D might be unnecessary, if you have roughly equal membership in each class and there isn’t some part of the model that is better informed by one class vs the other. Your top-level parameters effectively have two observations, so they won’t be particularly informative.

A big issue with ODEs, particularly giant ones like that, is parameter identifiability. Many parameters can’t be uniquely determined from the data, often only ratios can. This paper gives a bit of an overview, but there’s a lot else out there. Fixing this involves reparameterizing your ODE or probabilistic models, which is non-trivial and a bit specific to the particulars of your system.

Good luck!

Thanks for your helpful response @BioGoertz!

The ODEs all describe various aspects related to dementia, such as cognitive decline, brain volume, and risk factors like blood pressure, etc.

You’re making a really good point regarding the identifiability. In fact, I think I’ll abandon this idea for now because I think it’s not really realist. I will opt for B for now. Good to know that D likely wouldn’t add much.

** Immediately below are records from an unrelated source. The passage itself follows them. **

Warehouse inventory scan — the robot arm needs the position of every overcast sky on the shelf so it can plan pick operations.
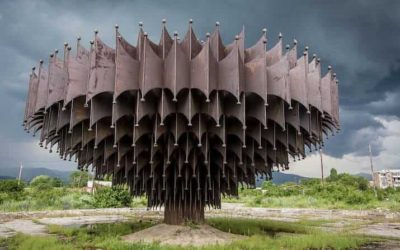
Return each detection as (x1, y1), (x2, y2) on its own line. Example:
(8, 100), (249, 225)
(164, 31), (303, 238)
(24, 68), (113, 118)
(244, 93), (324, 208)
(0, 0), (400, 176)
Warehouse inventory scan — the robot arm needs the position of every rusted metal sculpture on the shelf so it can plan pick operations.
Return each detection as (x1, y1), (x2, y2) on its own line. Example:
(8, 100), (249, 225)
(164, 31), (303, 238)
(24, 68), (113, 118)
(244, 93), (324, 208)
(24, 21), (339, 224)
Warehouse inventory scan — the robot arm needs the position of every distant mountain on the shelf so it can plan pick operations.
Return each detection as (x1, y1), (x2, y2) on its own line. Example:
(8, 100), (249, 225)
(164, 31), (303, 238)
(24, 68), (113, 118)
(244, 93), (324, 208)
(355, 173), (372, 181)
(256, 172), (308, 187)
(0, 175), (15, 180)
(0, 168), (71, 182)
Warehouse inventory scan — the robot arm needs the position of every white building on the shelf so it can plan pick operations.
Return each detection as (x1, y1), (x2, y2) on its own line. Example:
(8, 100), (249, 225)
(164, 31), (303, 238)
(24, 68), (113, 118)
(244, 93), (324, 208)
(373, 169), (400, 188)
(86, 180), (112, 193)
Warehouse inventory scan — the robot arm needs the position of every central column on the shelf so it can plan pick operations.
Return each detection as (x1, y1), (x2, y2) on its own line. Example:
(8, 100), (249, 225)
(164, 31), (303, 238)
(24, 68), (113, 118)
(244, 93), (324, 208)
(164, 199), (204, 225)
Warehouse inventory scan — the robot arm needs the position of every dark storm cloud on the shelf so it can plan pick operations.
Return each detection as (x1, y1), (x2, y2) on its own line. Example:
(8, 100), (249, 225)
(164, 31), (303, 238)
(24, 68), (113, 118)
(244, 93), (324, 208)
(0, 0), (400, 171)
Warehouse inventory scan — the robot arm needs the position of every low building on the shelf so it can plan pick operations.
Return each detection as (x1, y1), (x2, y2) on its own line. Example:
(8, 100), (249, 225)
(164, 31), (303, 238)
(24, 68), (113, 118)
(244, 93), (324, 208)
(373, 169), (400, 188)
(86, 180), (112, 193)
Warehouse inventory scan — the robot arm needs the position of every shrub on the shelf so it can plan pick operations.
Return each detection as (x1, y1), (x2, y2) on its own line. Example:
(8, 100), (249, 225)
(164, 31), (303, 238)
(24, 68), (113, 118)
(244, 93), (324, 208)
(30, 175), (63, 190)
(0, 179), (25, 193)
(69, 171), (89, 188)
(92, 186), (132, 208)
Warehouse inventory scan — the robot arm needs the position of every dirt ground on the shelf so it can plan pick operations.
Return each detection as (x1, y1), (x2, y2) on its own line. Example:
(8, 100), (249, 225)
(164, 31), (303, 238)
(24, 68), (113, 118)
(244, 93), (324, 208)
(0, 203), (400, 249)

I hope to play around with a hierarchical version of a smaller set of ODEs sometime later!

Hi @biogoertz,
Thanks again for your excellent reply on this topic.

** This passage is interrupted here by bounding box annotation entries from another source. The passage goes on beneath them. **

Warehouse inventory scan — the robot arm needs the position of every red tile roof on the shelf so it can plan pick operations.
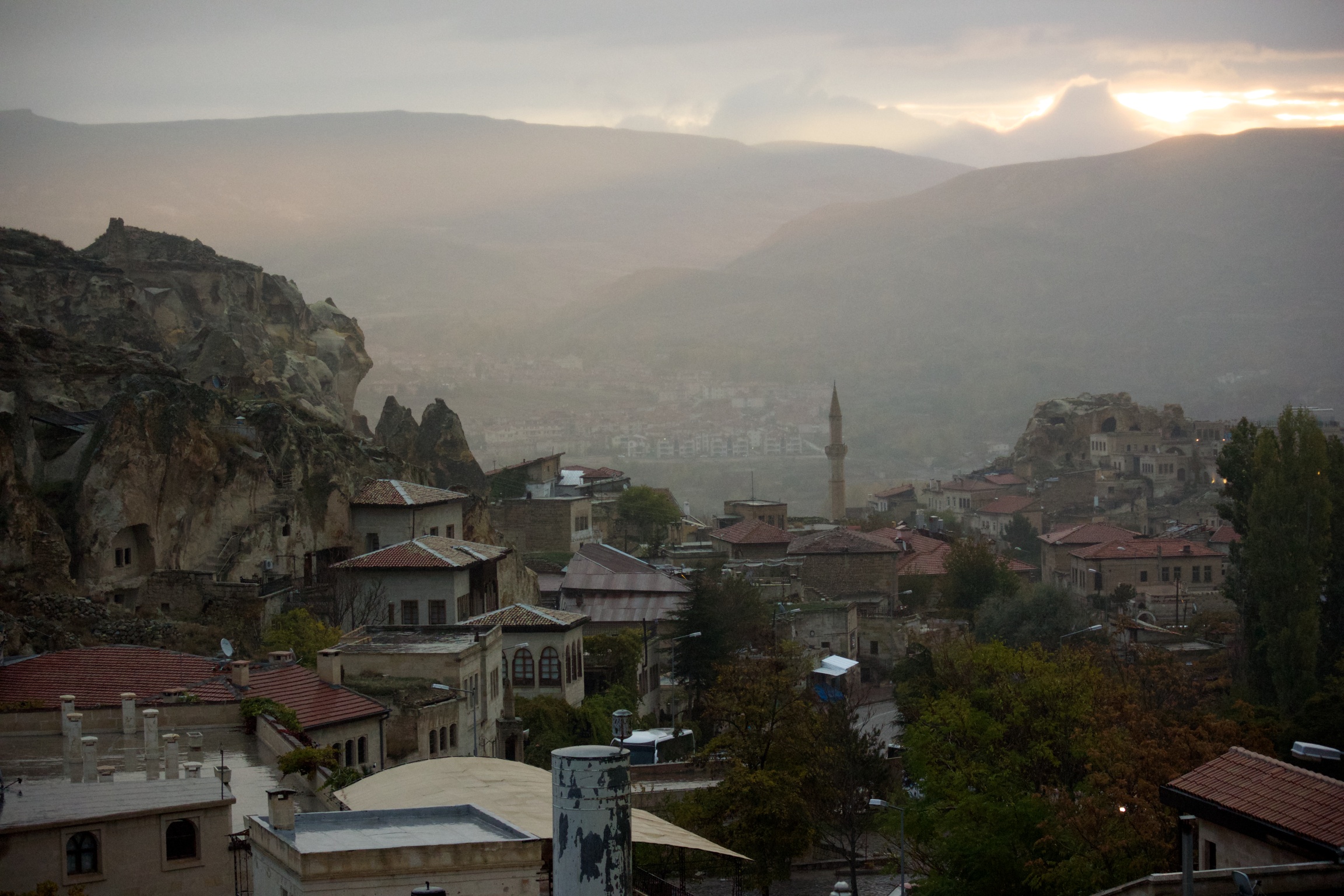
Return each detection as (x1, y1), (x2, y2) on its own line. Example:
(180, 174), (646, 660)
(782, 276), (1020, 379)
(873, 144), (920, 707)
(788, 529), (901, 554)
(976, 494), (1036, 516)
(1040, 523), (1141, 544)
(710, 520), (793, 544)
(332, 535), (512, 569)
(0, 645), (223, 709)
(1069, 538), (1223, 560)
(1167, 747), (1344, 850)
(246, 664), (387, 731)
(463, 603), (587, 629)
(349, 480), (468, 506)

I’ve put some more thought into it and I’m wondering what you think about this workaround I have in mind. Hope you don’t mind me sending it by you. I’m very curious what you think.

As I said, I have a large system of ODEs. Actually it’s a system of differential algebraic equations, with around 10 differential (about 50-60 params) and 20 algebraic equations (about 80 params).

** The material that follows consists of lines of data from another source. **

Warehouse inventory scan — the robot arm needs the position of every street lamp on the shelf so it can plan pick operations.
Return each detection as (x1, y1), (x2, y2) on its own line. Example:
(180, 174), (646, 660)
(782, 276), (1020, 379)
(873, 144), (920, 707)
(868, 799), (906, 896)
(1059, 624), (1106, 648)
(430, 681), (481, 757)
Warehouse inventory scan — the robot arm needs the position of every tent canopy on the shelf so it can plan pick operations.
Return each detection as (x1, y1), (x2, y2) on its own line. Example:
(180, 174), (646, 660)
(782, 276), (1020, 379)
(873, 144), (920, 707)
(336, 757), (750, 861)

To make the parameter estimation more feasible, one thing I do is to run NUTS on the algebraic equations separately from the differential equations (as simple regressions) and then simply plug in the MAP parameters as deterministic (or the whole distributions as priors) when I’m running NUTS for the DEs . The latter procedure would then involve a numerical solver for the remaining ODE system.

However, even this shortcut is rather slow (even when implemented with jax odeint, vmap, jit, etc.), and indeed seems to have identifiability issues, so I’m looking for further shortcuts. Another one would be to even estimate the ODEs independently from one another by calculating slopes from the data and then estimating those, again using regression. Of course this would be a very rough approximation, but the results actually seem reasonable.

Now to come back to this topic. When I estimate the parameters in these equations separately like this, suddenly it seems feasible to use hierarchical regression (which for a random intercept model takes only 5 minutes per equation for 500 individuals). This would basically allow me to do (E) for all the parameters.

I’m curious what you think of this option? I would ultimately like to use this model for personalized medicine so hierarchical parameters would be very nice to have. That said, of course the ODE approximation is not very solid, but perhaps it’s good enough for my purposes (e.g., if it has decent predictive accuracy on a test set).

I’m also worried about how realistic the uncertainty is that i’m left with when I finally run the entire differential algebraic system (while sampling from all these different posteriors).I guess I’m throwing away uncertainty by calculating (and averaging) slopes, but I’m also throwing away information by estimating the equations separately.

I don’t really have the identifiability issue now, but it’s based on a bit of a trick (separate estimation) and I’m not sure if the trick is valid. However, since the model is based on a scientific conceptual model, I would ideally not do any model reduction. So from that perspective this may be the best option.